Here are the plots I developed to consider a transformation of both the outcome and the predictor.

p5 <- ggplot(movies1, aes(x = imdb_pct10, y = imdb_stars)) +
  geom_point() +
  geom_smooth(method = "lm", col = cwru_terracottaorange, 
              formula = y ~ x, se = FALSE) +
  labs(title = "imdb_stars vs. imdb_pct10")

p6 <- ggplot(movies1, aes(x = log(imdb_pct10), y = log(imdb_stars))) +
  geom_point() +
  geom_smooth(method = "lm", col = cwru_terracottaorange, 
              formula = y ~ x, se = FALSE) +
  labs(title = "log(imdb_stars) vs. log(imdb_pct10)")

p7 <- ggplot(movies1, aes(x = 1/imdb_pct10, y = 1/imdb_stars)) +
  geom_point() +
  geom_smooth(method = "lm", col = cwru_terracottaorange, 
              formula = y ~ x, se = FALSE) +
  labs(title = "1/imdb_stars vs. 1/imdb_pct10")

p8 <- ggplot(movies1, aes(x = imdb_pct10^2, y = imdb_stars^2)) +
  geom_point() +
  geom_smooth(method = "lm", col = cwru_terracottaorange, 
              formula = y ~ x, se = FALSE) +
  labs(title = "imdb_stars^2 vs. imdb_pct10^2")

(p5 + p6) / (p7 + p8)

I see no real benefit from any of these transformations, so I will proceed to model the original outcome (imdb_stars) as a function of the original predictor (imdb_pct10.)

6.2.2 Graphical Summaries of the Outcome’s Distribution

Here are some plots of the sample distribution of the outcome I have selected, which is, of course, the raw imdb_stars variable.

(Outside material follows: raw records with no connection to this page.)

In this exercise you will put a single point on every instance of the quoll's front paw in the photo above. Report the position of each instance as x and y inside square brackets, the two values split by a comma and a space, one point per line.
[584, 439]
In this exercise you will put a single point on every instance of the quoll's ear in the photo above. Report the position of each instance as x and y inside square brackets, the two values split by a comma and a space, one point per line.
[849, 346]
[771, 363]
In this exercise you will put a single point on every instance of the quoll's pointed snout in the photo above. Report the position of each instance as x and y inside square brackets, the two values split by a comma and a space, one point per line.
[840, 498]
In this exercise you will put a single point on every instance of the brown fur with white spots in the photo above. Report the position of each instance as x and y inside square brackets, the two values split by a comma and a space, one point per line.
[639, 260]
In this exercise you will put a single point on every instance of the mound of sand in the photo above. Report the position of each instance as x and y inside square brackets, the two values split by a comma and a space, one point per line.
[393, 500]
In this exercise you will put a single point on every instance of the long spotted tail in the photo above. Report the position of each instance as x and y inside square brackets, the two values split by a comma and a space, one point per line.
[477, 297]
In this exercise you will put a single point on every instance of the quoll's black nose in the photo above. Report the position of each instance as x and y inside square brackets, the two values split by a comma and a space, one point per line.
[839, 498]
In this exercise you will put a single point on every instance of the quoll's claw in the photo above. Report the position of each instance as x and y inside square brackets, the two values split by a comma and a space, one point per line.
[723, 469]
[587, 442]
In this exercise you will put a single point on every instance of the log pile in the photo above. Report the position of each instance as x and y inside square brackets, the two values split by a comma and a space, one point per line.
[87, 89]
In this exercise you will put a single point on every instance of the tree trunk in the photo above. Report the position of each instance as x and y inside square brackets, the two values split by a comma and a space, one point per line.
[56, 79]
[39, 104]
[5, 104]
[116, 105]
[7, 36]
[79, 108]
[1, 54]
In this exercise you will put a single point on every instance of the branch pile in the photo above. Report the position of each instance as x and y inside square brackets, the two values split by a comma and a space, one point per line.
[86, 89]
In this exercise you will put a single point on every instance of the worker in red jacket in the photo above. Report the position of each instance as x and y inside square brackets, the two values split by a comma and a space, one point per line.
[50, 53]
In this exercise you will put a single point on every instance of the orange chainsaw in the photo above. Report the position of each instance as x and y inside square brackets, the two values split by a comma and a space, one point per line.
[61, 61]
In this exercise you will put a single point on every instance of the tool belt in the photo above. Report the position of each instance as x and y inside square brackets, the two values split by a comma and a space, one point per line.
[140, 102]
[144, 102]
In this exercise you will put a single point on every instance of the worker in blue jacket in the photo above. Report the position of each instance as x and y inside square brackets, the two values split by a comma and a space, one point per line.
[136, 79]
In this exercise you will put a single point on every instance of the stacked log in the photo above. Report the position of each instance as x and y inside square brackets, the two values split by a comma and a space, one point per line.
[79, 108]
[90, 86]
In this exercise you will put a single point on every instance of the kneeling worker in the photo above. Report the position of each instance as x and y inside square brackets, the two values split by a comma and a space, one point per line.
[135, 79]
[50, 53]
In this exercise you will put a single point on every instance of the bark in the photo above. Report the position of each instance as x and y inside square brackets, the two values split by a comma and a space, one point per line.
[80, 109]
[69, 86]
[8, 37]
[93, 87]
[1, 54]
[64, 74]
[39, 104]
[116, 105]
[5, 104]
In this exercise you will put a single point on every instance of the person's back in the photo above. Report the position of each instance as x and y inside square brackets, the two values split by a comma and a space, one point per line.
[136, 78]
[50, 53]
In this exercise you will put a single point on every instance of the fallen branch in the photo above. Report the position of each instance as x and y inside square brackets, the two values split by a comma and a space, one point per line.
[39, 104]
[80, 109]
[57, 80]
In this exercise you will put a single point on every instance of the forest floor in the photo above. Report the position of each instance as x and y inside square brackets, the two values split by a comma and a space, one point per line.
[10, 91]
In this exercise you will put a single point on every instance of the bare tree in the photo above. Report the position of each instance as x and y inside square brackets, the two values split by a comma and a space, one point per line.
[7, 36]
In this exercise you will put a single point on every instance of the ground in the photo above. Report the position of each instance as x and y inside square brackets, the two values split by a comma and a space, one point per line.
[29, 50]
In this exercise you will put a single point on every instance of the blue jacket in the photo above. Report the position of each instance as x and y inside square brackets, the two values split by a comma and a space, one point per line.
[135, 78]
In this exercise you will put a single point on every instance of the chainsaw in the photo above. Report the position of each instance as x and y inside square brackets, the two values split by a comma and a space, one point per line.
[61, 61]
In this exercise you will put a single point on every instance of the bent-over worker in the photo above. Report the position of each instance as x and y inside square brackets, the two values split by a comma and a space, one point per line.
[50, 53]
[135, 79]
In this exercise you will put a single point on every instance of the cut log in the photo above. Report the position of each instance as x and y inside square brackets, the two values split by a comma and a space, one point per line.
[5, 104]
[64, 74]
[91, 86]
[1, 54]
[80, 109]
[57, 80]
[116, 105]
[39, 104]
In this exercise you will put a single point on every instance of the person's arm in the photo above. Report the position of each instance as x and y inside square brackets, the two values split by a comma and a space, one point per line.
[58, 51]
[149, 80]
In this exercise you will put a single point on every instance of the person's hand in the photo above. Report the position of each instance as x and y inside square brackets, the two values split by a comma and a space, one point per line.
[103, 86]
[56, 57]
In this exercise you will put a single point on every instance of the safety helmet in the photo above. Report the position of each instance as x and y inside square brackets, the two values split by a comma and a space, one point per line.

I would include any plots you find helpful in assessing whether a Normal distribution is a reasonable approximation for your outcome.

Note

Had I decided to use a transformation of the outcome, I would instead present plots of the transformed values.

## Normal Q-Q plot
p1 <- ggplot(movies1, aes(sample = imdb_stars)) +
  geom_qq(col = cwru_blue, size = 2) + geom_qq_line(col = cwru_trueblue) +
  theme(aspect.ratio = 1) + 
  labs(title = "Normal Q-Q plot",
       y = "IMDB Stars Rating",
       x = "Expectation under Standard Normal")

## Histogram with Normal density superimposed
p2 <- ggplot(movies1, aes(imdb_stars)) +
  geom_histogram(aes(y = after_stat(density)), 
                 bins = 7, fill = cwru_blue, col = cwru_lightgray) +
  stat_function(fun = dnorm, 
                args = list(mean = mean(movies1$imdb_stars, na.rm = TRUE), 
                            sd = sd(movies1$imdb_stars, na.rm = TRUE)),
                col = cwru_darkgray, lwd = 1.5) +
  labs(title = "Histogram with Normal Density",
       x = "IMDB Stars Rating")

## Boxplot with notch and rug
p3 <- ggplot(movies1, aes(x = imdb_stars, y = "")) +
  geom_boxplot(fill = cwru_blue, notch = TRUE, 
               outlier.color = cwru_blue, outlier.size = 2) + 
  stat_summary(fun = "mean", geom = "point", 
               shape = 23, size = 3, fill = cwru_lightgray) +
  geom_rug(sides = "b") +
  labs(title = "Boxplot with Notch and Rug",
       x = "IMDB Stars Rating",
       y = "")

p1 + (p2 / p3 + plot_layout(heights = c(4,1))) +
  plot_annotation(title = "IMDB Stars Rating",
                  subtitle = str_glue("Our Favorite Movies: (n = ", 
                                      nrow(movies1), ")"),
      caption = str_glue("IMDB Stars: Sample Size = ", nrow(movies1), 
                         ", Sample Median = ", round_half_up(median(movies1$imdb_stars),1),
                         ", Mean = ", round_half_up(mean(movies1$imdb_stars),2), 
                         " and SD = ", round_half_up(sd(movies1$imdb_stars),2)))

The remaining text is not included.